Zootecnista também atua em Frigoríficos

18/12/2015 16:43
A zootecnista Fernanda Moizes

A zootecnista Fernanda Moizes

Diariamente, ao amanhecer, mais de 60 homens e mulheres vestidos de branco, botas impermeáveis e luvas, estão a postos diante de imensos balcões onde estão ganchos de aço móveis.  É o início de um trabalho cadenciado e preciso que ao seu final justifica o velho ditado de que “do boi só sobra o berro”.

O cenário está no Frigorífico Argus, às margens da BR-376 (Curitiba-Joinville) e é praticamente o mesmo em outros 270 estabelecimentos especializados no abate de bovinos. Diante de uma grande janela, a zootecnista Fernanda Moizes observa e avalia o retalhamento das grandes carcaças de traseiros e dianteiros que ininterruptamente, até o final da manhã, mancham de vermelho os uniformes dos funcionários. Formada pela Universidade Federal do Paraná (UFPR) e responsável pelo programa de qualidades de carcaças do Laboratório de Pesquisas em Bovinocultura (Lapbov) da UFPR, há quatro anos ela acompanha sistematicamente o abate de 350 animais diariamente.

O trabalho começa cedinho, às 5 da manhã, quando Fernanda avalia o peso do boi vivo e o sexo. Após o abate,  a zootecnista analisa a dentição (para determinar a idade), assim como o acabamento de gordura e o peso da carcaça.  “A tipificação de carcaça bovina é a principal ferramenta para avaliar qualidades intrínsecas à carne e que, nem sempre, podem ser visualizadas nos cortes. Você faz uma avaliação geral, olha o traseiro, costelas, pernas e pescoço ”, explica.

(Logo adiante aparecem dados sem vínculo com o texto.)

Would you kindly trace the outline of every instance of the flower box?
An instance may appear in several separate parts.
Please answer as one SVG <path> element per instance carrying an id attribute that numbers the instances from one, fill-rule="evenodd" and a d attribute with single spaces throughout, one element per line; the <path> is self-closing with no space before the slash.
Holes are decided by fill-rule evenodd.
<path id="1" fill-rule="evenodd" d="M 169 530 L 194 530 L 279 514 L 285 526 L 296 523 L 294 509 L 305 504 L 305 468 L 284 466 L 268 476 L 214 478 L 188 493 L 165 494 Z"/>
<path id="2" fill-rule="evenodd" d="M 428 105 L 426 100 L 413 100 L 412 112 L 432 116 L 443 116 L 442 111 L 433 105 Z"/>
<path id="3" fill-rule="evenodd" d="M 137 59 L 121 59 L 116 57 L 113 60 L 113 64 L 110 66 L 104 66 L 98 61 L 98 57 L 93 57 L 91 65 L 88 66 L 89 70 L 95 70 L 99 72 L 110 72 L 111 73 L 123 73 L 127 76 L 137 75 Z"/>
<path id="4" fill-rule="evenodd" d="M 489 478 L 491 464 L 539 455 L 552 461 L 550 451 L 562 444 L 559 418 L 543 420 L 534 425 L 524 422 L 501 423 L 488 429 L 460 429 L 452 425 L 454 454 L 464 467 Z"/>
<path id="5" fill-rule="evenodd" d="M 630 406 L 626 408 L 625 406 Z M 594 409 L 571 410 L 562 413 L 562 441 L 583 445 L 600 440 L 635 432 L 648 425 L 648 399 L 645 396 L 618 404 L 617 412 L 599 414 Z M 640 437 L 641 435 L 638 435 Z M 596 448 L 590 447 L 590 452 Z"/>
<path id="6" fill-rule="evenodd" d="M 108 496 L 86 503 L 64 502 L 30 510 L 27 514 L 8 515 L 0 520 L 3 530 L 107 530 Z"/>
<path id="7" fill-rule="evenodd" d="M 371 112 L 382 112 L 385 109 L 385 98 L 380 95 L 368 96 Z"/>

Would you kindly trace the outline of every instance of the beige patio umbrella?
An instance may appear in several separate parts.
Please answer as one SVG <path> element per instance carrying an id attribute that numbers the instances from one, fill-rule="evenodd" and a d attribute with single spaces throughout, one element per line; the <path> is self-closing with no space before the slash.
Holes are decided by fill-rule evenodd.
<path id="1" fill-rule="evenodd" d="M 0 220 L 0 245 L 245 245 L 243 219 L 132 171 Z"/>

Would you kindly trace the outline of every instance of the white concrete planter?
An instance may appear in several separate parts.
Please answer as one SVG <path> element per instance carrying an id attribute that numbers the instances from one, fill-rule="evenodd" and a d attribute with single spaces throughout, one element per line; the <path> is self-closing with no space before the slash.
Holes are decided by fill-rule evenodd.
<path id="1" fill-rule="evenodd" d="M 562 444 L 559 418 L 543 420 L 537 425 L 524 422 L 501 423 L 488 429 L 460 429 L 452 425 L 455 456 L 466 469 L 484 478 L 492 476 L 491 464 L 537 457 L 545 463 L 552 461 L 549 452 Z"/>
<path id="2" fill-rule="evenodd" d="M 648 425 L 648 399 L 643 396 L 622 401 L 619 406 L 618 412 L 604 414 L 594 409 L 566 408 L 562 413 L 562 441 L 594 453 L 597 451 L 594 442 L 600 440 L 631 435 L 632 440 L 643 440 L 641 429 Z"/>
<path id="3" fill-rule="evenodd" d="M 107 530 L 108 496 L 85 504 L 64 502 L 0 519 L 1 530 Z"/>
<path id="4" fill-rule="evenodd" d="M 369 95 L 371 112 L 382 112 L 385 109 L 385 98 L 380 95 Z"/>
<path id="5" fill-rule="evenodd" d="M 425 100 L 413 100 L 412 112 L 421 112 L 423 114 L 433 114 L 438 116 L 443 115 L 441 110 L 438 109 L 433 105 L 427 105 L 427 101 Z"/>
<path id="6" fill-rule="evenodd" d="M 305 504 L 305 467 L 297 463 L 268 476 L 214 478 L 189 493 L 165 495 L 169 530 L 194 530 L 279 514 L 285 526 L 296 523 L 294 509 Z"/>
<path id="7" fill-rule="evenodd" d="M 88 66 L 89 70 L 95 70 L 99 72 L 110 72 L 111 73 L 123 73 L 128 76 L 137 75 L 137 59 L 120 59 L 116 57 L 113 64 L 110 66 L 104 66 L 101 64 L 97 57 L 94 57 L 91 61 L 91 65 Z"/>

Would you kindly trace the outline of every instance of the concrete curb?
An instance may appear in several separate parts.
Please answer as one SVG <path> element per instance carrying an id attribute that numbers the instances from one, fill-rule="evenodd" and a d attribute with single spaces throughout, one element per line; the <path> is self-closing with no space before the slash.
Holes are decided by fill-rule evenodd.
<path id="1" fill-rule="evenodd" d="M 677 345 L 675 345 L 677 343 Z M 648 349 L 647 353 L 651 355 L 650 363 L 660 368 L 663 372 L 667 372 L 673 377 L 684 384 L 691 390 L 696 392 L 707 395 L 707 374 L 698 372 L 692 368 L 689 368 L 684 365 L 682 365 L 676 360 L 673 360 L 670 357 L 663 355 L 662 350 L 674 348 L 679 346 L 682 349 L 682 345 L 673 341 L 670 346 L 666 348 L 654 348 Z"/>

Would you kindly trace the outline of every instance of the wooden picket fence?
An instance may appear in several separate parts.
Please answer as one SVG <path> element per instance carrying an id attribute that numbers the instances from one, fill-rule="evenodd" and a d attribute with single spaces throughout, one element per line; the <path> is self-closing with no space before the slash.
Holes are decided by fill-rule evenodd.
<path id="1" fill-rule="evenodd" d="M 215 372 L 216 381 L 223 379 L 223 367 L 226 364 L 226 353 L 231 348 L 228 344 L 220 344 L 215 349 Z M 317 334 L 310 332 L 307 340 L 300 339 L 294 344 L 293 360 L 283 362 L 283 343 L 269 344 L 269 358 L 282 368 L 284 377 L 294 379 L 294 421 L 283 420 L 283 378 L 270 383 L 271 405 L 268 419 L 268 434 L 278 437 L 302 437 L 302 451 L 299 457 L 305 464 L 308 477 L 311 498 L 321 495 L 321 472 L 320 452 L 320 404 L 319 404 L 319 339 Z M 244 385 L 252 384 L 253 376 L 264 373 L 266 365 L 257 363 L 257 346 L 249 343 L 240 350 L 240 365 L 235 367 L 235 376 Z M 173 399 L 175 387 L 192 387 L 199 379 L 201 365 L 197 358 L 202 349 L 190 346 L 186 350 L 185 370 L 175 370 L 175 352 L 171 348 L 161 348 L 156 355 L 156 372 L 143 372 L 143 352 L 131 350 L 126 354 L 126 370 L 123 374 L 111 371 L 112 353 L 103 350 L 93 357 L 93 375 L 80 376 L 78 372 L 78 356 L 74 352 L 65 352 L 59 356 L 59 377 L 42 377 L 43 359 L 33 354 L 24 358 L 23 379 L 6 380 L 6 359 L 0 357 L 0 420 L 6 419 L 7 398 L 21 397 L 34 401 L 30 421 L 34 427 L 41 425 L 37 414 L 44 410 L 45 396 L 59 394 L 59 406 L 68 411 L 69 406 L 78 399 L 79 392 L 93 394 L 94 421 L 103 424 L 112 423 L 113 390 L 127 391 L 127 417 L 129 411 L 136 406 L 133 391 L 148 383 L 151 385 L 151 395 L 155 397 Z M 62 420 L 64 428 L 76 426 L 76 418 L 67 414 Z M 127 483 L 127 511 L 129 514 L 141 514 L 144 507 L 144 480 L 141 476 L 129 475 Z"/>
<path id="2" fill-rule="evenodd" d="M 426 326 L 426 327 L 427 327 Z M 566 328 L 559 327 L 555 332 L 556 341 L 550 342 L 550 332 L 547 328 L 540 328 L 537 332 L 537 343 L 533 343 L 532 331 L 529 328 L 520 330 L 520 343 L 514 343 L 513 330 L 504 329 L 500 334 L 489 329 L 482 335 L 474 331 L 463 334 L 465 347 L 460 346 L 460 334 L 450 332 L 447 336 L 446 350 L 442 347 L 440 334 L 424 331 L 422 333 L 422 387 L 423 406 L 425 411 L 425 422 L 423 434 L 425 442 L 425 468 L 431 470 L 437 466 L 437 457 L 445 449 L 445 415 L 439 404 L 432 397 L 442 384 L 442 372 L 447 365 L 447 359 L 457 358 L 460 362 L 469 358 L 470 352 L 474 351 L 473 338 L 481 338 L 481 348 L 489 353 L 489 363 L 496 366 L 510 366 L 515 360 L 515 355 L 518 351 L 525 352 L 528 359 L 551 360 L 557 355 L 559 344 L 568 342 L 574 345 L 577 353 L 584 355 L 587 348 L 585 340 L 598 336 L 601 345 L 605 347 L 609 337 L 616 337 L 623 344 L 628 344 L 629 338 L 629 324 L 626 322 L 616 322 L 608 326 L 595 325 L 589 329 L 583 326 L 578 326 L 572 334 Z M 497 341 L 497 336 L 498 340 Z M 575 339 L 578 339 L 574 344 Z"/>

Pela classificação, ela consegue identificar vários fatores que interferem na qualidade da carne, como lesões nas carcaças dos bovinos que resultam em prejuízos ao produtor. “As lesões ocorrem por causa do manejo inadequado nas propriedades ou nos próprios currais dos frigoríficos. Um exemplo disso é a aplicação de vacinas e medicamentos de maneira indevida e em locais impróprios. Além disso, o despreparo durante o processo de condução e entrada dos animais nos caminhões boiadeiros e os descuidos ligados ao transporte da carga viva até as unidades de abate”.  Fernanda observa que no caso da vacina, por exemplo, os cuidados básicos durante a aplicação poderiam reduzir as perdas. “Geralmente, esse tipo de lesão ocorre pela formação de abscessos”.